Regular Expression Engine Performance Considerations

There are five techniques for coupling the regex engine to a regex pattern:

  1. Instantiate a RegEx object (interpreted regular expressions)
  2. Call a static pattern-matching method (interpreted)
  3. Instantiate a RegEx object with the Compiled option (compiled regular expressions)
  4. Create a RegEx object and save it to a standalone assembly (Regex.CompileToAssembly)
  5. Use the .NET regular expression source generator, RegexGenerator (requires .NET 7+)
TechniqueInvoked viaConstruction CostExecution CostConsiderationsUse case
Interpretednew Regex()
a Regex static method
LowHighCost is incurred each instantiationA Regex that is called infrequently and high performance cost is acceptable
CompiledRegexOptions.CompiledHighLowAdds to startup costA Regex that is called frequently in .NET 6 or earlier
AssemblyRegex.CompileToAssemblyLowLowDifficult to use
Difficult to debug
Low performance cost and smaller app size is required
Source generationGeneratedRegexAttributeLowLowSupports AOT compilation
Emits more source, increase app size
A Regex that is called frequently in .NET 7 or later

Avoid Repeated Regex Object Instantiation

Each time a Regex object is instantiated, the regular expression pattern passed to it must be recompiled. This is an expensive operation.

Below, each time IsValidCurrency is called, a new Regex object is instantiated:

public static bool IsValidCurrency(string currencyValue)
{
    string pattern = @"\p{Sc}+\s\d+";
 
    Regex currencyRegex = new Regex(pattern); // This object is instantiated and the regular expression pattern is compiled
 
    return currencyRegex.IsMatch(currencyValue);
}

Instead, consider this call to a static Regex method:

public class RegexLib
{
   public static bool IsValidCurrency(string currencyValue)
   {
      string pattern = @"\p{Sc}+\s*\d+";

      return Regex.IsMatch(currencyValue, pattern);
   }
}

Using Source Generated Regular Expressions (#5)

Availability: .NET 7

A source generator is a component that plugs into the compiler, is given information about the code like an analyzer, and can augment the compiled output with additional source code.

The RegexGenerator (source generator) is invoked on partial methods decorated with GeneratedRegexAttribute with a return type Regex.

[GeneratedRegex("abc|def", RegexOptions.IgnoreCase, "en-US")]
private static partial Regex AbcOrDefGeneratedRegex();

private static void EvaluateText(string text)
{
    if (AbcOrDefGeneratedRegex().IsMatch(text))
        // ...
}

The generated source code can be debugged like any other source code.

Other Performance Considerations

Backtracking

Ordinarily, the regex engine uses linear progression to traverse an input string and compare it to a regex pattern.

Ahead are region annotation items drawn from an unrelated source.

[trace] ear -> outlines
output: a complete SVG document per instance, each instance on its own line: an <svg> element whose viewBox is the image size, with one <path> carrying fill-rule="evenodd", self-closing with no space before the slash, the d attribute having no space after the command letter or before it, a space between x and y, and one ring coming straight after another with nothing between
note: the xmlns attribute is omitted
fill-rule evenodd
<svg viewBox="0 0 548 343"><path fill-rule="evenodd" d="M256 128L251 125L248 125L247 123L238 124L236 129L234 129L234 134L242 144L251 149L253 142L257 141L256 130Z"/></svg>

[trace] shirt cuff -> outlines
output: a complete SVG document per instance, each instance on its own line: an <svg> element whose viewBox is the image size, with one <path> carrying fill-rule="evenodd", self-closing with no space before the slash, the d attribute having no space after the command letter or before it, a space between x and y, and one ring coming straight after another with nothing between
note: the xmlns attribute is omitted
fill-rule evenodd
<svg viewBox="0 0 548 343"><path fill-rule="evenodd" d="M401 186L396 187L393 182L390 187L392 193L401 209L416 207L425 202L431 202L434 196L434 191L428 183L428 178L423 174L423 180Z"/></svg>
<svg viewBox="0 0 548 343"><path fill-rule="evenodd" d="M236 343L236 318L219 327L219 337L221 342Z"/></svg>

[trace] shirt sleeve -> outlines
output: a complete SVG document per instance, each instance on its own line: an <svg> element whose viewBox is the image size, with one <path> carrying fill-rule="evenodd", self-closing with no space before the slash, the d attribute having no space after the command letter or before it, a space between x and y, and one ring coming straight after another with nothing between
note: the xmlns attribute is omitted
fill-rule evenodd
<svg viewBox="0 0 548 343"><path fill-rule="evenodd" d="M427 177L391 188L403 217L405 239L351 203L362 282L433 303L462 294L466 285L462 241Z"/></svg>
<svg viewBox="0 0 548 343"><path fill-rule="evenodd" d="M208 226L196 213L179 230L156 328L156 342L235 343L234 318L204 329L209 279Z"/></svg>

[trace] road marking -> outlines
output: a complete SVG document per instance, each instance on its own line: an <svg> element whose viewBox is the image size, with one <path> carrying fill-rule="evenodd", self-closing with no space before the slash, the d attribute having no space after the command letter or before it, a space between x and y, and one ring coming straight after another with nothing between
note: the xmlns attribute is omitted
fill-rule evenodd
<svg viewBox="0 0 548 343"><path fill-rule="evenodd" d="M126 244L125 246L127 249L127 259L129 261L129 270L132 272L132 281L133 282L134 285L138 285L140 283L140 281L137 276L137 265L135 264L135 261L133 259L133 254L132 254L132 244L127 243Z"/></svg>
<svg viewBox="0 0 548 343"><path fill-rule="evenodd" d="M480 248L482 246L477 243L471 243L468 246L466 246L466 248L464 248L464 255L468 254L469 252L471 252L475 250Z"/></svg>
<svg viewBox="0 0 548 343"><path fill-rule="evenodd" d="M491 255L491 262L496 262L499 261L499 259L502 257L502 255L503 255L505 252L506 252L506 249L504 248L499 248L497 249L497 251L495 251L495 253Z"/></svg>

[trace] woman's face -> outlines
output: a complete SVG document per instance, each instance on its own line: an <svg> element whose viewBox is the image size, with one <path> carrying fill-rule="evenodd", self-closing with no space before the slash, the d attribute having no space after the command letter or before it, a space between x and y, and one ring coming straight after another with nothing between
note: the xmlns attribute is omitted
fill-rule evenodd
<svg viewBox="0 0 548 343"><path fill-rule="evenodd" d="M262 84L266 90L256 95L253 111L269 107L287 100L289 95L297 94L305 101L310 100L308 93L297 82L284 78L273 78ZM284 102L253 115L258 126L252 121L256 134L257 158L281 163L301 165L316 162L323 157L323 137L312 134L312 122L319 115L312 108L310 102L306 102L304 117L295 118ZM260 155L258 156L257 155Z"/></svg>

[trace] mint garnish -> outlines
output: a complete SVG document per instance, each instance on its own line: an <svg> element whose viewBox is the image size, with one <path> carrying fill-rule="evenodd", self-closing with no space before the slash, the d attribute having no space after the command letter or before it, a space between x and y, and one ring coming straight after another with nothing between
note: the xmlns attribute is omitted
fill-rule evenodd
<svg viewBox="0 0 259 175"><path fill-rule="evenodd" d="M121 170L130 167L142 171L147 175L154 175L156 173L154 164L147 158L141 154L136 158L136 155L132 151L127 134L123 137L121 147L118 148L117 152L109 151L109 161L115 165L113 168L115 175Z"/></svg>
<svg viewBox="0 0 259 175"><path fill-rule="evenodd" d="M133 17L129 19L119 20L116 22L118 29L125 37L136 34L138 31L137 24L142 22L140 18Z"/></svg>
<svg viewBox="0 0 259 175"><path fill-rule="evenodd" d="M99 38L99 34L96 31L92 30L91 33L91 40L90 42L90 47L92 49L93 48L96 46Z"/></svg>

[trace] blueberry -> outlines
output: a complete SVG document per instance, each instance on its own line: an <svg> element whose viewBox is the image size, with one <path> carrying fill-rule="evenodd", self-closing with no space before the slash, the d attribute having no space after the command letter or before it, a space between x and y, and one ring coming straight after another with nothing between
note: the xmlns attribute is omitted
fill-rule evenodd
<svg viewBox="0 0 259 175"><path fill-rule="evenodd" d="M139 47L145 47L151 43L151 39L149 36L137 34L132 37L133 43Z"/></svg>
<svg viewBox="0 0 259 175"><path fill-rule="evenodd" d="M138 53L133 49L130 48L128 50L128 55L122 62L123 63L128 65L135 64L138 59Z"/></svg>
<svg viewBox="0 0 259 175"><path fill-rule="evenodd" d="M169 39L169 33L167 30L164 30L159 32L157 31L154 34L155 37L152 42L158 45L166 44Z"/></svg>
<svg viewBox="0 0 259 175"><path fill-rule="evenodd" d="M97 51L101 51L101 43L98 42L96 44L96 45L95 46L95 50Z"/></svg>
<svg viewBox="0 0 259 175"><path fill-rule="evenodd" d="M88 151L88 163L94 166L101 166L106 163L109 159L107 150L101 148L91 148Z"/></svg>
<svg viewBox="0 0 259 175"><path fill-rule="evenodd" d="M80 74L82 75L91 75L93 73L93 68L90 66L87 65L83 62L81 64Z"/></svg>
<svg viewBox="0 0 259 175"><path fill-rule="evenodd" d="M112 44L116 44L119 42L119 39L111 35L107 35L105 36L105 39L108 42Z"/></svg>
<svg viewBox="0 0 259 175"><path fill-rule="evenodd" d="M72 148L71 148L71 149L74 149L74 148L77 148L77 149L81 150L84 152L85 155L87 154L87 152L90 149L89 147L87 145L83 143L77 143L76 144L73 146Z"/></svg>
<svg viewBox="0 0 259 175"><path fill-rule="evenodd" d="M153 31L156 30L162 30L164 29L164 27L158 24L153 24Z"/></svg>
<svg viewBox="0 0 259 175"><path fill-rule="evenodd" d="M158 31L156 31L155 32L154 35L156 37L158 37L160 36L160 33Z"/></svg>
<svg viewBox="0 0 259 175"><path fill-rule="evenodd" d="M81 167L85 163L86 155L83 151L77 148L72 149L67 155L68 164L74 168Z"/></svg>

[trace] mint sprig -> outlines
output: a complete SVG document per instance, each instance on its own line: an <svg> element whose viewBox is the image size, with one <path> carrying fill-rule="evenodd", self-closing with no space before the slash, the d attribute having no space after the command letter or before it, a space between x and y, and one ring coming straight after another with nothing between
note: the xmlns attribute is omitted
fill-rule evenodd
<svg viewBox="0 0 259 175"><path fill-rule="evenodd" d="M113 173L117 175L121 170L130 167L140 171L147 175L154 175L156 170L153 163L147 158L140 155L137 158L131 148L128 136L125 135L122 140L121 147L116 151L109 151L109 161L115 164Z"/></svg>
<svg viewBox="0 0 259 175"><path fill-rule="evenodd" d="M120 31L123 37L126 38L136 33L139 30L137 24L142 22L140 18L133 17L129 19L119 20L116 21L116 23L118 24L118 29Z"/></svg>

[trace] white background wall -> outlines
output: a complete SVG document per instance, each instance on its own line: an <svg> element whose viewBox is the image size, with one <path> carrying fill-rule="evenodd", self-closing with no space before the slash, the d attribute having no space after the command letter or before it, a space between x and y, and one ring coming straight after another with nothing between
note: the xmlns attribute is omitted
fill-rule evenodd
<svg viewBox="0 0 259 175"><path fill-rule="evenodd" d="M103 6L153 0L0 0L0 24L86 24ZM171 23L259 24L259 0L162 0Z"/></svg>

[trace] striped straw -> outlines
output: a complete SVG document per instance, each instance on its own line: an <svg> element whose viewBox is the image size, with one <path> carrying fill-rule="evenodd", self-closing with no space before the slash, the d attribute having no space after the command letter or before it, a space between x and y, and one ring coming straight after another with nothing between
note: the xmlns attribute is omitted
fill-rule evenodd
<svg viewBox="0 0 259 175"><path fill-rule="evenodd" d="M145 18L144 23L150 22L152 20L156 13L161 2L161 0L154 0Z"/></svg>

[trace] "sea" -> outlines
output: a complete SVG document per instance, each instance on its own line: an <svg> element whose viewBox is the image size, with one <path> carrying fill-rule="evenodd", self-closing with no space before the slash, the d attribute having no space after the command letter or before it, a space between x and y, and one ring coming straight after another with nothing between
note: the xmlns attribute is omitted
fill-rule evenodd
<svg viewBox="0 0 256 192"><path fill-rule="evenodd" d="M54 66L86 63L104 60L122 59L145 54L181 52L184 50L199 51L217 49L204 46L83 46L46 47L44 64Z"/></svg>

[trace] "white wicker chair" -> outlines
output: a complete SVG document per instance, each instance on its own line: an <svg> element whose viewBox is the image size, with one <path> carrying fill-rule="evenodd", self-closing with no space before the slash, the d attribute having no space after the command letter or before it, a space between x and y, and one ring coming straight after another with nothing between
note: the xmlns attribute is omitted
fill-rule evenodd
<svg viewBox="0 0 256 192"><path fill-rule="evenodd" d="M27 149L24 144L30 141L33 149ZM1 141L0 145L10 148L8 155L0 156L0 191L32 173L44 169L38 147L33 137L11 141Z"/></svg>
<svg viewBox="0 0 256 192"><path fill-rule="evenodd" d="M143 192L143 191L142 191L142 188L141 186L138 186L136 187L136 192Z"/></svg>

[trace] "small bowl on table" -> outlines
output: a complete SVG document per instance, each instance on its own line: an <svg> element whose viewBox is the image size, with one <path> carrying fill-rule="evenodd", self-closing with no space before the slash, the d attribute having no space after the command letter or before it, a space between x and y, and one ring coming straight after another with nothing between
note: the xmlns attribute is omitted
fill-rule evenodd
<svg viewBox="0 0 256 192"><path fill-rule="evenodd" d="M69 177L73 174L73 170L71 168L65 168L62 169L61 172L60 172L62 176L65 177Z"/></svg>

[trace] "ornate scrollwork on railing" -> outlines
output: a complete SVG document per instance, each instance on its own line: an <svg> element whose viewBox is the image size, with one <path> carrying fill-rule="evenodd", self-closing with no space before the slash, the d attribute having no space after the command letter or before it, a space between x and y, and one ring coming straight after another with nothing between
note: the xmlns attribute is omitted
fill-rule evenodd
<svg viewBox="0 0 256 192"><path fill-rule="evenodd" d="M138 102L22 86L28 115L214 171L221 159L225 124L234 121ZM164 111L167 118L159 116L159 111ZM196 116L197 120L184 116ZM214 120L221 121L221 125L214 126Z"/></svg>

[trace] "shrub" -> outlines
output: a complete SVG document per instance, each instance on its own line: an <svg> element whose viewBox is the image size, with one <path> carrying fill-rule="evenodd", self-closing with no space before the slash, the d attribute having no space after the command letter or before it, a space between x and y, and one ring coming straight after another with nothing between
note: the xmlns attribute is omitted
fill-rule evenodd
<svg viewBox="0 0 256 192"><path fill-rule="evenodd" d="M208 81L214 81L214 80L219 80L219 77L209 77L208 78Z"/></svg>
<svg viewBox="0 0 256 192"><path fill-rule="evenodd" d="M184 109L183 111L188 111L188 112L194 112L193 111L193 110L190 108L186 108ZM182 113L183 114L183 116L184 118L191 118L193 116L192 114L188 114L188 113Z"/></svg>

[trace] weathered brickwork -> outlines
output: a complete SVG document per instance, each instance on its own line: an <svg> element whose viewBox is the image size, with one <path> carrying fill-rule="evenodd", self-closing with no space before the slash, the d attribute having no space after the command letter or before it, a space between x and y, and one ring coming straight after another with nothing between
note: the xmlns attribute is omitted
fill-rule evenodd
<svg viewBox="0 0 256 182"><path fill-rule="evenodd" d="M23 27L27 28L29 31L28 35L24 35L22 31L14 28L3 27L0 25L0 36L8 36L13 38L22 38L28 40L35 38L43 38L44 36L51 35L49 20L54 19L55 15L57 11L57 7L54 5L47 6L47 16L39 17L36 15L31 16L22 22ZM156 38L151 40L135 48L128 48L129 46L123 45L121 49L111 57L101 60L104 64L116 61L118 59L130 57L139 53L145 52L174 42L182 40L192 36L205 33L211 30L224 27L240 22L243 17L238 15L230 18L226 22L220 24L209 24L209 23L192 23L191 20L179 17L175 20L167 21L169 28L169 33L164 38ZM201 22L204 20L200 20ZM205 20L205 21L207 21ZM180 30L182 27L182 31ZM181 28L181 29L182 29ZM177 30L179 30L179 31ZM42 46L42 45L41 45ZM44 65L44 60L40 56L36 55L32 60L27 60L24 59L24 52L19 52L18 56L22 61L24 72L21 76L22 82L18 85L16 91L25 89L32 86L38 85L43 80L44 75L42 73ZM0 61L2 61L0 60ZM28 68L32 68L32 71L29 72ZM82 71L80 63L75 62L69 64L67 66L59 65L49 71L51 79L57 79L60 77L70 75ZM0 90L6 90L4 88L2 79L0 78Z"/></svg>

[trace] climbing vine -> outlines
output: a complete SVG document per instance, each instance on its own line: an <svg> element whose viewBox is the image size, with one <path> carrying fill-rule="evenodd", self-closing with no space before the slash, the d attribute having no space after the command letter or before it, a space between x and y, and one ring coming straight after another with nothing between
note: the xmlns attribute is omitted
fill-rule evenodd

Indeterminate quantifiers like *, +, and ? allow the regex engine to give up a partial successful match to search for a successful match in the entire pattern. This is backtracking.

Backtracking can significantly degrade performance. Worst case, execution time doubles for each additional character in input. If backtracking is not necessary, either:

  1. Disable it with an atomic group: (?>subexpression), or;
  2. Pass RegexOptions.NonBacktracking. This guarantees linear progression and avoids backtracking.

Nonbacktracking Mode Considerations

NonBacktracking is not compatible with:

  • RegexOptions.RightToLeft
  • RegexOptions.ECMASCript
  • Atomic groups
  • Backreferences
  • Balancing groups
  • Conditionals
  • Lookarounds
  • Start anchors (\G)

If a capture group is in a loop, NonBacktracking will only return the last matched value for that capture. This is different from the normal behavior of returning all matched values.

Timeouts

Always set a timeout to minimize effect of excessive backtracking, if it occurs.

Setting a timeout value:

  • The Regex type has an overloaded constructor that accepts a TimeSpan value.
  • The Regex.Match and Regex.Replace methods have an overload that include a matchTimeout parameter.
  • Set process-wide or AppDomain-wide timeouts:
    • AppDomain.CurrentDomain.SetData("REGEX_DEFAULT_MATCH_TIMEOUT", TimeSpan.FromMilliseconds(timeoutValueInMilliseconds));

If timeouts are reached, a RegexMatchTimeoutException is thrown.

Capturing Groups

Use capturing groups such as (subexpression) and (?<name>subexpression) only when necessary and disable otherwise. These constructs are expensive.

Options to disable:

  • Use (?:subexpression) which prevents the capture of matched substrings (does not disable substring captures in nested groups).
  • Use the ExplicitCapture option which disables all unnamed or implicit captures in the the regular expression pattern.